Romanov's Theorem in Number Fields

TL;DR

This paper extends Romanov's theorem to number fields, providing explicit bounds on the proportion of algebraic integers that are sums of a prime and a fixed power, with specific results for Gaussian integers.

Contribution

It determines explicit lower bounds for the density of such representations in number fields and improves bounds for Gaussian integers, also constructing special progressions with few representations.

Findings

Explicit lower bounds for algebraic integers as sums of prime and power.

Improved lower bounds for Gaussian integers with such representations.

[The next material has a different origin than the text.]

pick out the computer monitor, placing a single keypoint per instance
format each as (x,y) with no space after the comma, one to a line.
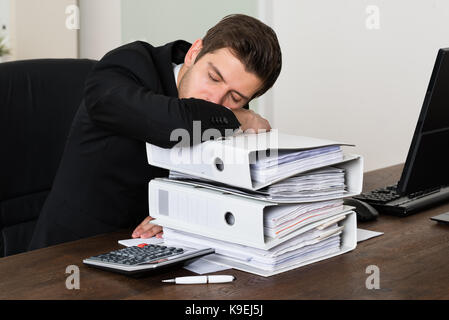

Construction of progressions with almost no such representations.

Abstract

Romanov proved that a positive proportion of the integers have a representation as a sum of a prime and a power of an arbitrary fixed positive integer. Rieger proved the analogous result for number fields. We will determine an explicit lower bound for the proportion of algebraic integers in a given number field, which are sums of a power of a fixed non-unit and a prime. Furthermore, we give an improved lower bound for the lower density of Gaussian integers that have a representation as a sum of a Gaussian prime and a power of $1+i$. Finally, similar to Erd\H{o}s, we construct an explicit arithmetic progression of Gaussian integers with odd norm such that almost all elements of this progression do not have a representation as the sum of a prime and a power of $1+i$.